The Thompsons diligently gave back to the community, whether it was helping the ill for free or giving food to the less fortunate and selling supplies on the open market, Fears said. Nancy Thompson organized the Women’s Humble Burial Aid Society in Fairfield County to ensure families in the community had enough money for a proper funeral for their loved ones. Her husband mortgaged his house and land to build Blair’s Gethsemane Baptist Church.

“My great-grandfather [Bun] helped build that church,” Fears said. So it was fitting that the descendants of Bun and Nancy Thompson first gathered at the Gethsemane Baptist Church where the foundation of the community met the cornerstones of the family’s bloodline.

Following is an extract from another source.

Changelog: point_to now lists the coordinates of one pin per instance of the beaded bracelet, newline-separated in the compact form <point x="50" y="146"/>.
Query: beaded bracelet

Following Bun Thompson’s legacy as someone who broke boundaries and strove to be a wholesome and righteous man, one of the Thompson’s grandchildren, Herman Young, also became a pillar of the Fairfield community. He became the first African-American Sheriff of Fairfield County and served for 22 years. Upon his retirement, Gov. Nikki Haley bestowed upon Sheriff Young the highest honor that can be presented by the Governor’s Office: The Order of the Palmetto.

The descendants of this prominent family, known for their generosity to their community, celebrated their achievements and historical breakthroughs during the three-day reunion. It began with a Sunday church service at Gethsemane Baptist Church followed by a visit to the family cemetery adjacent to the church to remember Bun, Nancy and other family members who are buried there. They then embarked on a tour of the Thompson homestead in Blair and spent the afternoon at a cookout on Weston Lake in Columbia where they enjoyed lots of good food and entertainment by a James Brown impersonator.

The Thompson relatives spent Sunday in high spirits as they learned more about their own history and built bonds to last a lifetime. The next reunion is planned for 2018.